Compared with imputation accuracy obtained with only a single HapMap reference group (Figures 4 and 5), in 23 of 29 populations, the major contributing HapMap sample in the mixtures that produced the maximal imputation accuracies corresponded to the single highest-accuracy panel in the analysis of individual HapMap panels. In the Kalash, Uygur, and Maya populations, the major contributing HapMap samples differed from the samples that produced the highest imputation accuracy when we evaluated HapMap panels separately; the Mozabite, Bedouin, and Burusho populations each had two HapMap panels contributing the same number of reference haplotypes in the optimal mixtures.

When we considered imputation accuracy across populations on the basis of the 36 mixtures of reference panels, European and East Asian populations had generally higher imputation accuracies that fell within the top quantiles. With the exception of the Yoruba population, African populations had substantially lower imputation accuracies that fell mostly within the bottom quantiles. The highest imputation accuracy across all points in Figure 6 was 97.83%, in the Basque population (based on a mixture consisting of 48 CHB+JPT haplotypes, all 120 CEU haplotypes, and no YRI haplotypes). The lowest imputation accuracy among all points tested—the minimum value across all 29 × 36 choices of a population sample and a reference panel—was 78.20%, in the San population (based on the entire CHB+JPT panel of 180 haplotypes). Whereas the use of mixed reference panels resulted in increased imputation accuracy in all populations, the choice of all 210 HapMap individuals as the reference panel did not yield the highest imputation accuracy in any of the 29 populations. However, this choice generally produced imputation accuracy similar to that of the optimal mixture; across populations, the mean difference between imputation accuracy based on the optimal mixture and that based on the full HapMap sample was 0.0059. This value was less than the mean difference between imputation accuracy based on the optimal mixture and that based on the optimal vertex (0.0079).
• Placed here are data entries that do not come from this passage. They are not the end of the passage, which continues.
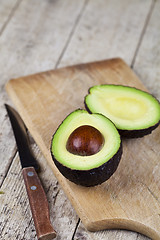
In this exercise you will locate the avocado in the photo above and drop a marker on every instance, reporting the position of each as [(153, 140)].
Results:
[(134, 112), (86, 148)]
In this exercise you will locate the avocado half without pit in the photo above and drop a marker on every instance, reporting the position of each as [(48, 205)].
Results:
[(134, 112), (86, 148)]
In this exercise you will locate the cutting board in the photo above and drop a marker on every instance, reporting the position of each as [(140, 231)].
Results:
[(130, 199)]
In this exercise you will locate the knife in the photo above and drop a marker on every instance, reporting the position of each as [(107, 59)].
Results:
[(37, 197)]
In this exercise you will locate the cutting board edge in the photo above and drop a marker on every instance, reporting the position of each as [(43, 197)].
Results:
[(89, 225)]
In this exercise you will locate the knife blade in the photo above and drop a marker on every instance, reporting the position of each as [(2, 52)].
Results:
[(37, 197)]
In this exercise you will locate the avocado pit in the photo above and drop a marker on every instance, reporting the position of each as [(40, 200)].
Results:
[(85, 141)]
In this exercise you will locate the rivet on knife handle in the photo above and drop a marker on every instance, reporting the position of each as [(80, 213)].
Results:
[(39, 204)]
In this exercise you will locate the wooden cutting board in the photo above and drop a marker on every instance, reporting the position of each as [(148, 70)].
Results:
[(130, 199)]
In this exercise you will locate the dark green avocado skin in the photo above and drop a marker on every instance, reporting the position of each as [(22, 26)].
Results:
[(137, 133), (132, 133), (92, 177)]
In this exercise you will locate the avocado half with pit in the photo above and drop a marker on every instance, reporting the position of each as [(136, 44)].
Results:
[(134, 112), (86, 148)]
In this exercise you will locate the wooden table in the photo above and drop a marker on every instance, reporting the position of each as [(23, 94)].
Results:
[(39, 35)]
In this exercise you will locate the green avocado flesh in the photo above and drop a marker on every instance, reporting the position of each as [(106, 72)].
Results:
[(87, 170), (129, 108)]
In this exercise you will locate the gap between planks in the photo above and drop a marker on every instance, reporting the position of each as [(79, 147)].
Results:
[(10, 16), (71, 33)]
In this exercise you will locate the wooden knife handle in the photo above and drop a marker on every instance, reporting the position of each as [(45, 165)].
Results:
[(39, 204)]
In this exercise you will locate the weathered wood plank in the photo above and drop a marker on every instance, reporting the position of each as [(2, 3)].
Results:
[(147, 62), (107, 29), (32, 41), (7, 8), (25, 51), (107, 33)]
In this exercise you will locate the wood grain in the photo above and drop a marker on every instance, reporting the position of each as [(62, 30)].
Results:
[(130, 198)]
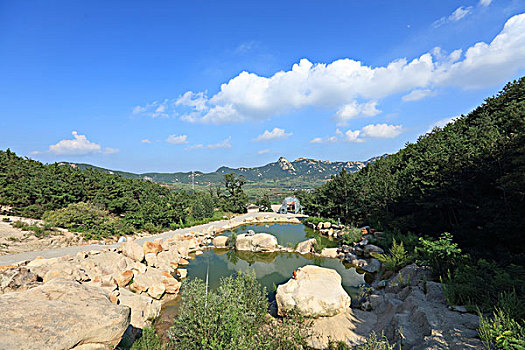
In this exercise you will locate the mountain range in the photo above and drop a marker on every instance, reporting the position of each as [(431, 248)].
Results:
[(303, 170)]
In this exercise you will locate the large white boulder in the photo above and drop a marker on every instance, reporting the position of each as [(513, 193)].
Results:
[(307, 246), (259, 242), (61, 314), (314, 291)]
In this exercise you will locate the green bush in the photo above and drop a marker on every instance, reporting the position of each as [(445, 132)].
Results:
[(351, 235), (442, 255), (148, 341), (373, 342), (397, 258), (316, 220), (77, 216), (483, 284), (232, 317), (501, 332)]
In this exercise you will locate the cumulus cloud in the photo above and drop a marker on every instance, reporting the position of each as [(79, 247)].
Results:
[(177, 139), (485, 3), (275, 134), (418, 94), (155, 109), (347, 85), (224, 144), (455, 16), (328, 139), (355, 110), (110, 150), (220, 145), (381, 130), (356, 136), (80, 145)]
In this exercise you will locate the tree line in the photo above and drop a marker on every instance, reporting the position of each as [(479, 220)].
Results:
[(467, 178), (72, 198)]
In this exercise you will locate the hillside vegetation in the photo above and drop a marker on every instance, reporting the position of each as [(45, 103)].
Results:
[(467, 179), (102, 204)]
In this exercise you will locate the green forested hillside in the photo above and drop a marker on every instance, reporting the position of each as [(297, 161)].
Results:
[(467, 178), (32, 189)]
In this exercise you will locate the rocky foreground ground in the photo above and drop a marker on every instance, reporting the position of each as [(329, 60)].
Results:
[(94, 299)]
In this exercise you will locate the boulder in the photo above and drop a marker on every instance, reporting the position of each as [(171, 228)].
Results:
[(17, 280), (220, 242), (260, 242), (307, 246), (143, 308), (124, 278), (152, 247), (61, 314), (329, 252), (370, 249), (372, 265), (314, 291), (133, 251)]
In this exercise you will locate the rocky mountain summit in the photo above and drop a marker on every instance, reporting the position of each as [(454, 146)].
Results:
[(305, 169)]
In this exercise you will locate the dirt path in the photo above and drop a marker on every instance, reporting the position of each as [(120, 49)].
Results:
[(246, 219)]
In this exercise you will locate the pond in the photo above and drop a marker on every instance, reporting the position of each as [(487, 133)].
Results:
[(271, 269), (288, 235)]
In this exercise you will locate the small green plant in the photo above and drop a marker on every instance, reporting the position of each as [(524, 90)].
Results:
[(441, 255), (148, 341), (397, 258), (351, 235), (501, 332), (373, 342), (232, 317), (232, 240)]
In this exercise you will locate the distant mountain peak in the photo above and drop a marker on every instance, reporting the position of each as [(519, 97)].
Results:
[(285, 164)]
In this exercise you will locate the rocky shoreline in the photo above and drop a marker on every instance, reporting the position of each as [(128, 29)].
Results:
[(119, 290)]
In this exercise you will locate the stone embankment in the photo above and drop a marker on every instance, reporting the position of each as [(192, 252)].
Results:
[(102, 294)]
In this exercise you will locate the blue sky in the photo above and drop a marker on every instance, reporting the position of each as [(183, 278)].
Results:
[(182, 85)]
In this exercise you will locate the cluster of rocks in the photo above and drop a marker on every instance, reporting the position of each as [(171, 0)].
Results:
[(328, 229), (92, 298), (412, 311)]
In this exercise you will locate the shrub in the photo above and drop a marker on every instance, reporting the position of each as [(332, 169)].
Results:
[(501, 332), (351, 235), (232, 317), (483, 284), (397, 258), (77, 216), (441, 255), (316, 220), (148, 341)]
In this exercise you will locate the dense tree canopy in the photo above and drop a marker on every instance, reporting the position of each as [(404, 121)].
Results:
[(467, 178)]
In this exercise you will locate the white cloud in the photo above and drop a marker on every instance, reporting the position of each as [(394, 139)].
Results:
[(177, 139), (155, 109), (347, 82), (224, 144), (221, 145), (418, 94), (80, 145), (110, 150), (355, 110), (455, 16), (381, 130), (353, 136), (485, 3), (275, 134)]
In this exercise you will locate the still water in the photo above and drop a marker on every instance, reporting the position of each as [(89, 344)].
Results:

Application to Untyped Markers

Figure 7 and Table S1 present imputation accuracy for inference of unknown genotypes in the untyped chromosome 21 markers of Jakobsson et al.,¹⁹ based on individual HapMap panels and on mixtures of two or three HapMap panels. As indicated by the bar plot in Figure 7, five of seven combinations of HapMap panels produced the highest imputation accuracy in at least one population. The two combinations that did not serve as the optimal reference panel in any of the populations were the HapMap CEU sample and the combination of the YRI and CHB+JPT samples. With the exception of five groups (San, Mbuti Pigmy, Yoruba, Mandenka, and Lahu), most of the populations that we examined benefited from use of a combination of two or more HapMap samples as the reference panel for imputation of genotypes at untyped markers on chromosome 21. The highest maximal imputation accuracy was 96.05%, occurring in a European population, Adygei, and the lowest maximal imputation accuracy was 89.12%, occurring in an African population, San.
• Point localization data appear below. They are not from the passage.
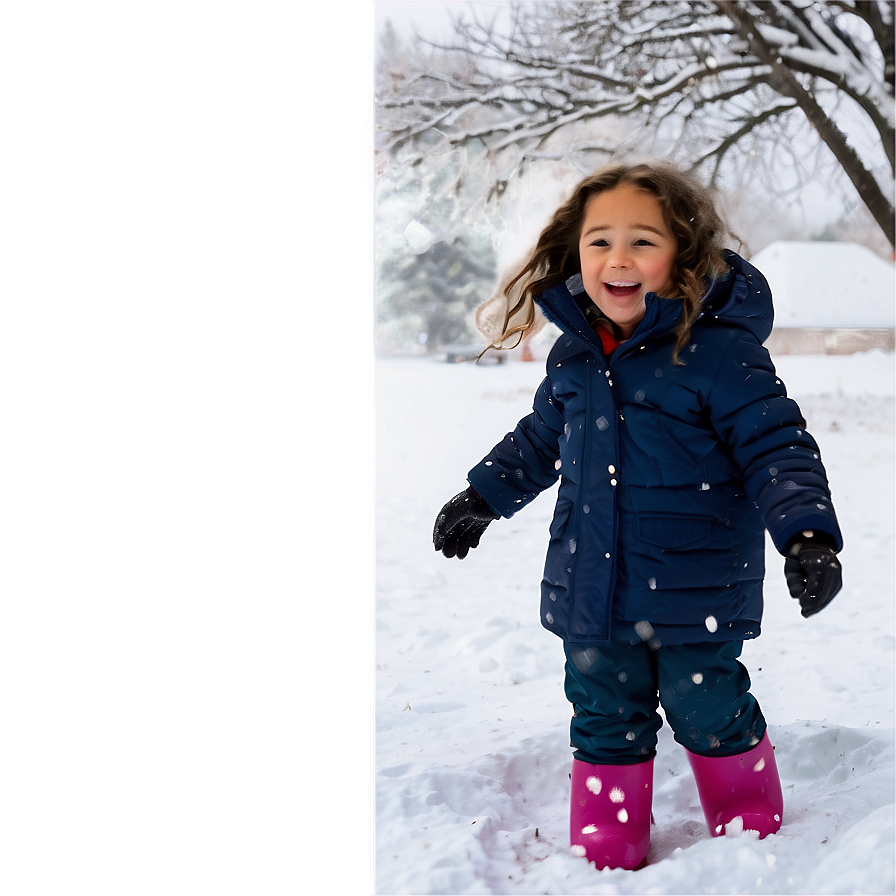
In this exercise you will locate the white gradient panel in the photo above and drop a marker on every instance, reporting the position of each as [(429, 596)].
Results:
[(185, 447)]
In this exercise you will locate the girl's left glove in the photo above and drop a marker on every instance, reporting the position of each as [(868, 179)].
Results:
[(461, 522), (813, 575)]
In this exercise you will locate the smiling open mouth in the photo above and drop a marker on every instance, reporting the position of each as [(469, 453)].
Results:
[(622, 288)]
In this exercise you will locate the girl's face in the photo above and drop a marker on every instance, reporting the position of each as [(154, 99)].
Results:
[(626, 251)]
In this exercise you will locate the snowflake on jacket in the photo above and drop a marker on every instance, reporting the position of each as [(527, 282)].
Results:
[(669, 473)]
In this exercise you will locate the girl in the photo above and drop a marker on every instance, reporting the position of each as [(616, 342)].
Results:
[(676, 446)]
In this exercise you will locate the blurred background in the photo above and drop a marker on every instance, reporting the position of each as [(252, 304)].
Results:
[(488, 112)]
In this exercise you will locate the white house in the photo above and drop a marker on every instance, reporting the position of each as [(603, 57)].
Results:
[(830, 298)]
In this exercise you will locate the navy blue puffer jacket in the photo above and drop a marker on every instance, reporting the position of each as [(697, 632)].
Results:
[(669, 473)]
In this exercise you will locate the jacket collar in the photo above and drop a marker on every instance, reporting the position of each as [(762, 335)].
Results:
[(740, 297)]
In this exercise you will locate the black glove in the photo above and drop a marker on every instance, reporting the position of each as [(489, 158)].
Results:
[(813, 574), (460, 524)]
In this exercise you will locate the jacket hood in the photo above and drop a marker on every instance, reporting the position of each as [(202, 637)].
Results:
[(741, 297)]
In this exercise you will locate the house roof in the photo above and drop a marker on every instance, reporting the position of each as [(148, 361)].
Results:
[(825, 285)]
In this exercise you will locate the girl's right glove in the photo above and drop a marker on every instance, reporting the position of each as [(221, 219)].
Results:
[(813, 575), (461, 522)]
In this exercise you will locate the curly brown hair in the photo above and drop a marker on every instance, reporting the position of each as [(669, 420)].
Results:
[(690, 213)]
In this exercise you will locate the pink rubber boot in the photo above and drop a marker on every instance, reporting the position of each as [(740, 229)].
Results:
[(745, 786), (609, 814)]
Imputation Accuracy for Inference of Genotypes of Untyped Markers, Based on One, Two, or All Three HapMap Reference Panels

The plot on the left shows imputation accuracy based on each of seven choices. The bar plot on the right represents the maximal imputation accuracy among the seven choices, and it is colored according to the choice of optimal reference panel. For convenience in interpreting the figure, the vertical dashed line indicates 90% imputation accuracy. Each HapMap panel was used with its original size.

In this setting, where mixtures of HapMap panels are coarser than those displayed in Figure 6, for 11 of 29 populations, the imputation accuracy was the highest when we constructed the reference panel from all available HapMap individuals. Seven of these 11 groups represent populations of Eurasia, with some degree of dissimilarity from the HapMap groups in northern and western Europe and in China and Japan; the other four are from Oceania and the Americas.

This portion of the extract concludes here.